Me acerqué a la fogata, ellos estaban ahí, celebrando una abominación, el conocimiento de lo imposible y lo prohibido. Sus cantos eran extraños, y para mi me resultaría imposible repetirlos, no porque suponga un reto lingüístico, sino por temor de invocar lo que vi aquel día. 

Vestían túnicas amarillas que brillaban con intensidad gracias al fuego de la fogata. Sus palabras eran llevadas por el viento al ser que era el motivo del canto. Vi en el horizonte una montaña que jamás había visto, su cúspide se perdía entre las nubes, y a cada voz del canto, se acercaba más y más, hasta cubrir mi vista. Como si hubiésemos sido transportados, vi la luna sobre nosotros, más cerca, estábamos en la cima de la montaña. A mi alrededor había vestigios de antiguas fogatas y de antiguos anfitriones que celebraron ceremonias igual de abominables que esta. En uno de los muros cercanos, había la marca, como si alguien hubiese sido fundido ahí, un viejo sabio prepotente y poco preparado para estar aquí, quizá. Las nubes de pronto cubrieron el cielo. Gritos que al principio confundí por rayos venían con las nubes, enormes; cubrieron la luna y comenzó a llover. Siguieron los gritos y los cantos, eran ellos, que venían en sus naves de nubes. Los otros dioses, ellos venían por nosotros. 

Los vi descender de sus naves, y mirarnos, y en su mirada encontré sabiduría de la que huyen los sabios, la verdad de la oscuridad del vacío del cosmos, y comprendí que el mundo fue un santuario, y el humano una plaga que no debió ser; y de los varios intentos por aniquilarnos, y que este era el asalto final; que la reciente pandemia, desatada por las bestias del vacío de las estrellas, tenía toda la intención de hacer desaparecer a la humanidad. Vi las estrellas y constelaciones desconocidas, vi planetas y soles inmensos, y vestigios de civilizaciones que desaparecieron, y el quasar en el extremo del universo, y los dioses dormidos y los flautistas que tocan música alrededor del primer motor del caos, la antítesis de la creación, el necio sultán de los demonios; el que roe, gime y babea en el centro del vacío final. El imposible Azathot. 

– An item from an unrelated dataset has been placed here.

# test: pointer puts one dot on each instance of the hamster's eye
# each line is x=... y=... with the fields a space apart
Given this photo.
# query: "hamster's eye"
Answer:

Y comprendí que solo éramos un error que nadie en el universo extrañaría, y que nuestro único propósito en la vida era desaparecer para dejar desocupado el santuario a los antiguos dioses. Entonces, en un arranque para poder detener todo ello, quise detener los cantos de los sacerdotes amarillos, pero al hacerlo me percaté que jamás les había visto la cara, si es que aquello podía llamarse cara. Del centro de su rostro brotaba un tentáculo, y sus voces no eran reales más que en mi mente, y que la locura brotada de los cantos manaba de mi cabeza. 

Traté de huir del lugar; detrás del muro donde el sabio fue fulminado para siempre, encontré unos peldaños tallados en el costado de la montaña tenebrosa, bajé, y bajé, y bajé. 

Entonces descendí rodeado de nubes y neblina interminable, y escuchaba las voces de los que morían por la plaga, y las abominables risas de los otros dioses que, satisfechos, observaban desde el espacio cómo moríamos y cómo no alcanzamos la supervivencia de la especie. Vi entre las nubes la silueta levantarse del gran dios que dormitaba en su ciudad en el océano, y sentí el retumbar de la tierra bajo sus pies, y los gritos de agonía. Estamos perdidos, estamos perdidos. 

Cuando desperté, lo hice en una cama de hospital. Todo era confuso, y los doctores hablaban lejos de mí de mi condición. La fiebre no cesaba. Los medicamentos no podían hacer más por mi mermada salud. 

Tenía la obligación de relatar mi experiencia y los saberes obtenidos durante la noche, pero nadie creyó y más bien pensaban que se trataban de alucinaciones producto de la fiebre que me atacó desde ese día… 

No puedo evitar sentir miedo de las nubes que vienen y ocultan el cielo, sé, que desde allá arriba en sus naves, nos están viendo cómo agonizamos… y dejamos desocupado el planeta que era de ellos.